Dorothee louessard

La rue n’a pas d’âge

Publié dans Billets d'humeur, Reportages by dorotheelouessard sur février 18th, 2008

Zéro degré à Paris, un samedi après-midi de février. Malgré le froid, le quartier de l’Opéra et ses grands magasins est bondé de monde. Les gens arpentent les trottoirs des paquets pleins les mains. Ils se bousculent, mais sont beaucoup trop pressés d’entrer dans le prochain magasin pour s’excuser.

Parmi la foule, une petite mamie toute frêle qui doit frôler les quatre-vingt printemps. Elle est là, abritée sous le pas d’une porte d’immeuble, un gobelet à la main. « Une petite pièce s’il vous plaît, une petite pièce ! » demande t’elle d’une voix timide. Un frisson vous traverse alors tout le corps. Qu’est-ce qu’elle fait là, toute seule, à mendier ? Elle devrait être avec sa famille ou dans une maison de retraite.

Malheureusement, peu de gens semblent touchés par cette pauvre grand-mère. L’habitude de croiser l’insalubrité à tous les coins de rue nous a sans doute appris à fermer les yeux. Mais, pour ceux qui osent encore regarder la misère en face, en croisant cette vieille dame, une pensée nous traverse l’esprit : « cette grand-mère pourrait bien être la notre! » Enfin, pas tout à fait car la notre nous la chérissons et ne la laisserons jamais tomber !

Pourtant, cette vieille dame a certainement eu des enfants un jour, qui en ont eu à leur tour…Alors comment a-t-elle pu en arriver là ? Comment se fait il que des gens qui ont travaillé toute leur vie, ne profitent pas de leur dernières années à l’abri du froid et du besoin, au lieu de les passer à quémander quelques pièces et à dormir sur un coin de trottoir ? Voir une mamie finir ses jours ainsi ça vous arrache le cœur. Aujourd’hui, les personnes âgées représentent 2 % des sans-logis. Ce n’est certes pas énorme, mais c’est déjà beaucoup trop. Sur les 86 000 sans domicile fixe que compte la France (selon une enquête de l’Insee de 2001), les plus touchés restent les hommes seuls et sans emploi, suivis de près par les femmes divorcées. Les jeunes de 16-25 ans font également leur entrée dans la course à la précarité, (à noter d’ailleurs que 22% d’entre eux sont de jeunes diplômés).

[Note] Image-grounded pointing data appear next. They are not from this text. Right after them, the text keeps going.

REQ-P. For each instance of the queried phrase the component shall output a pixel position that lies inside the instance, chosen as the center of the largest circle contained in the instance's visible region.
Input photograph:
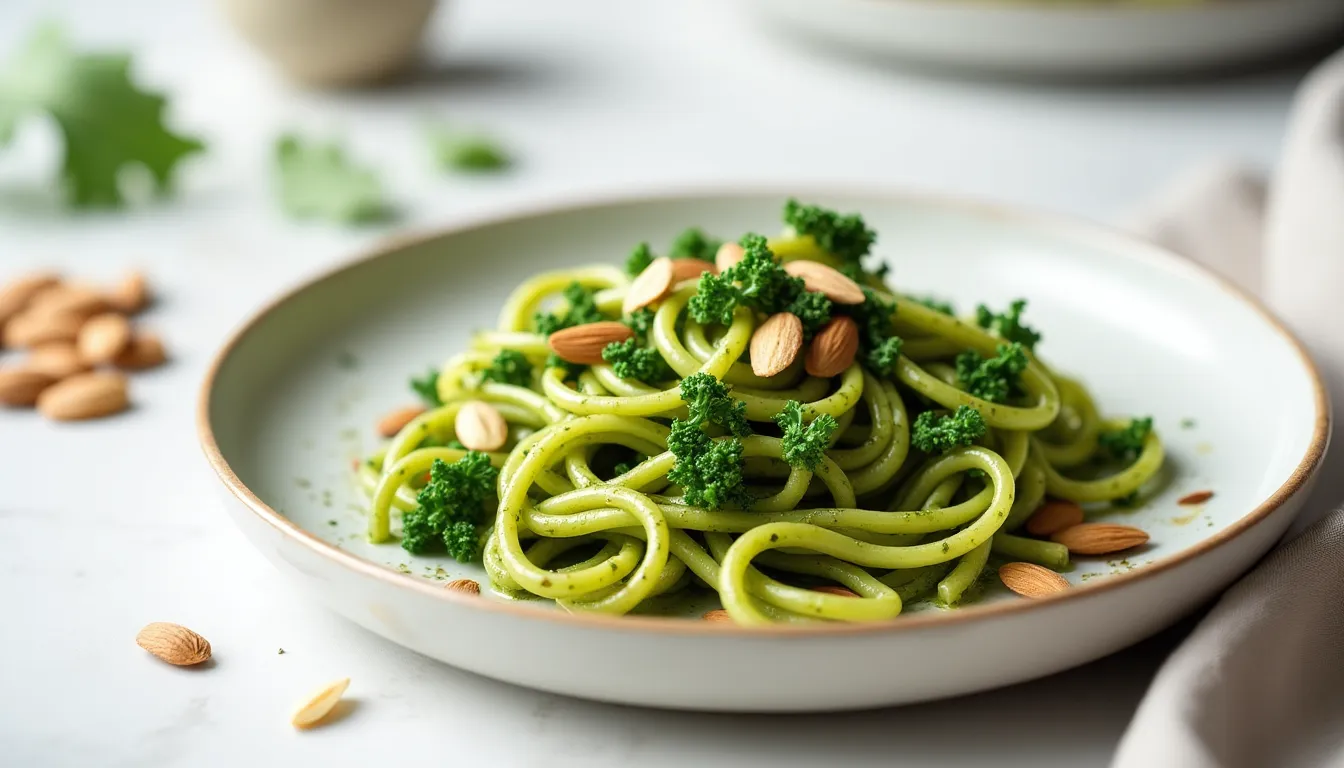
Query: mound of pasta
(765, 420)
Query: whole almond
(827, 280)
(174, 643)
(776, 343)
(69, 299)
(480, 427)
(85, 396)
(58, 359)
(727, 256)
(1054, 517)
(1031, 580)
(583, 344)
(691, 269)
(102, 338)
(1196, 498)
(833, 347)
(144, 351)
(131, 295)
(651, 285)
(464, 585)
(31, 328)
(20, 388)
(397, 420)
(320, 704)
(15, 295)
(1100, 538)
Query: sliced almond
(1196, 498)
(131, 295)
(727, 256)
(651, 285)
(174, 643)
(776, 343)
(85, 396)
(144, 351)
(827, 280)
(1054, 517)
(69, 299)
(1031, 580)
(102, 338)
(397, 420)
(480, 427)
(320, 704)
(31, 328)
(20, 388)
(583, 344)
(1100, 538)
(464, 585)
(58, 359)
(691, 269)
(833, 347)
(16, 295)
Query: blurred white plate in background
(1082, 38)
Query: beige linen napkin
(1260, 682)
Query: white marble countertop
(110, 525)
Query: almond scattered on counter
(174, 643)
(320, 704)
(1031, 580)
(480, 427)
(69, 330)
(1100, 538)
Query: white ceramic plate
(292, 400)
(1078, 38)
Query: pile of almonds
(78, 342)
(1063, 523)
(774, 344)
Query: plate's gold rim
(1039, 221)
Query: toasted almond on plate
(69, 299)
(174, 643)
(397, 420)
(144, 351)
(31, 328)
(1054, 517)
(1196, 498)
(833, 347)
(320, 704)
(776, 343)
(131, 295)
(464, 585)
(59, 359)
(827, 280)
(1031, 580)
(1100, 538)
(480, 427)
(583, 344)
(20, 388)
(102, 338)
(85, 396)
(727, 256)
(651, 285)
(16, 293)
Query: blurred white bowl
(1082, 38)
(333, 42)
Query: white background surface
(110, 525)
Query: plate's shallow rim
(1071, 227)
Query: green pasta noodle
(616, 495)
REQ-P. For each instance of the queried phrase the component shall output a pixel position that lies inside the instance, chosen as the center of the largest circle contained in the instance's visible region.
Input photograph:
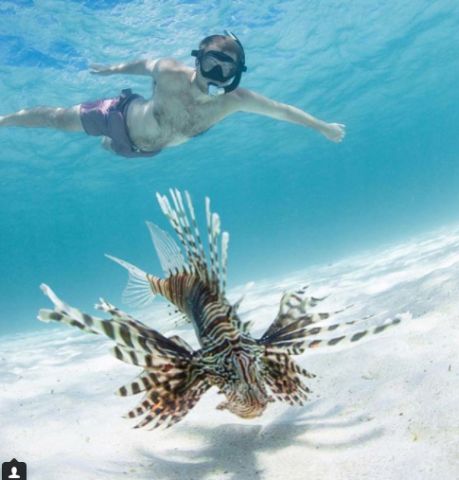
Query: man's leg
(45, 117)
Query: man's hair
(225, 43)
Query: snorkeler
(185, 102)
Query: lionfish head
(246, 395)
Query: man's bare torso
(177, 111)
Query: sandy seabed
(387, 408)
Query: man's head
(221, 61)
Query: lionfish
(249, 372)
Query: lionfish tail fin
(138, 292)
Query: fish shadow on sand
(231, 451)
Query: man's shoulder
(171, 65)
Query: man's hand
(334, 131)
(98, 69)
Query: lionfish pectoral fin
(138, 292)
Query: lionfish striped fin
(66, 314)
(127, 333)
(168, 409)
(224, 264)
(145, 382)
(283, 378)
(296, 346)
(181, 342)
(169, 253)
(138, 292)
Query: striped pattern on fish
(249, 372)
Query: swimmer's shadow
(232, 450)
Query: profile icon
(14, 470)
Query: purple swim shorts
(107, 117)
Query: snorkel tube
(240, 67)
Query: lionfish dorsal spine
(169, 253)
(224, 263)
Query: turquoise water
(289, 198)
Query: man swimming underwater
(185, 102)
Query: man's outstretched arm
(138, 67)
(248, 101)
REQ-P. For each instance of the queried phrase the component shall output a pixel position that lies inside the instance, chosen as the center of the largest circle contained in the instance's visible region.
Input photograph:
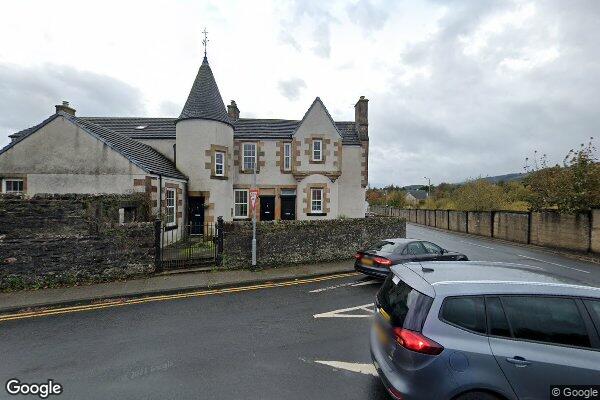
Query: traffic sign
(253, 197)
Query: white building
(199, 166)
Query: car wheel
(477, 396)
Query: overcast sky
(457, 89)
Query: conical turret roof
(204, 100)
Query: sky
(456, 89)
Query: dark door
(196, 212)
(267, 208)
(288, 207)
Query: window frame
(320, 141)
(254, 146)
(287, 156)
(235, 203)
(221, 164)
(442, 319)
(168, 207)
(6, 180)
(321, 200)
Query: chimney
(361, 118)
(64, 107)
(233, 111)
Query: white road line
(367, 369)
(558, 265)
(478, 245)
(371, 282)
(339, 313)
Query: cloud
(291, 88)
(30, 93)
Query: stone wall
(294, 242)
(560, 230)
(480, 223)
(48, 241)
(512, 226)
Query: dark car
(377, 259)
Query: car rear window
(385, 246)
(406, 306)
(467, 312)
(546, 319)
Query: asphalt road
(256, 344)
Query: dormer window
(317, 152)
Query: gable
(61, 147)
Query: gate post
(219, 257)
(157, 247)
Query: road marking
(357, 283)
(558, 265)
(367, 369)
(368, 308)
(478, 245)
(200, 293)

Désormais, nul n’est à l’abri de la rue .

Il n’y a pas d’âge pour vivre dehors, c’est quelque chose d’inacceptable pour tout le monde. Mais lorsque l’on croise un SDF de 18 ans, on se dit qu’il ne fait pas son entrée dans la vie par la plus belle des portes. Il n’a encore rien commencé qu’il a déjà tout perdu. Pour les personnes âgées, en plus de leur vulnérabilité physique, il y a qu’après tant années passées sur cette terre, elles doivent avoir le cœur bien lourd de se voir finir ainsi seule et démunie.